According to the internal audit, the parties have shared responsibility for the lack of a support agreement. One the one hand, it could be said that the IT unit should have checked the documentation carefully. On the other hand, the IT unit can justifiably have expected Atea to supply accurate documentation.
- Actions in connection with the crash
Back in August, a large number of the hard disks in one of the university’s two server rooms (server room A) crashed. However, this crash did not affect the use of email since the other server room (server room B) then took over operation. An email dated 21 August from Atea to GU, before the major crash of 18 September, stated that the problem was a serious one and that intensive work was taking place in which Atea was receiving assistance from both Dell and Microsoft. The email also stated that this involved the so-called 40k bug, but that the disks in server room B (which subsequently crashed) were “not in danger”. As a result, the necessary action was not taken.

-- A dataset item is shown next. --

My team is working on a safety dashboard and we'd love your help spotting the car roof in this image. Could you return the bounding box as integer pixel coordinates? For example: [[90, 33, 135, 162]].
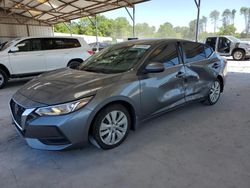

According to the internal audit, it could be claimed that the IT unit should have questioned this information, but this should be viewed in the light of Atea having operational responsibility for email and having established contact with Dell.
- The information flow
The internal audit is of the opinion that the IT unit should have communicated the information about the risks relating to email operation upwards within the organisation no later than the end of August, when the circumstances became known. As it was, this information remained within the IT unit.
- The service agreement
The internal audit is of the opinion that Atea had significant and far-reaching responsibility based on the service agreement signed with GU, not least from the perspective of external monitoring in relation to the bug in question.
“We share the conclusions about responsibility lying with both parties,” says Eva Wiberg. “We now need to analyse our share of the responsibility carefully and see which additional measures can be taken, for example regarding internal procedures, to avoid similar events occurring in the future.”
The University Director has already been tasked with ensuring the security of the IT environment based on the internal audit’s recommendations in the technical investigation into the course of events.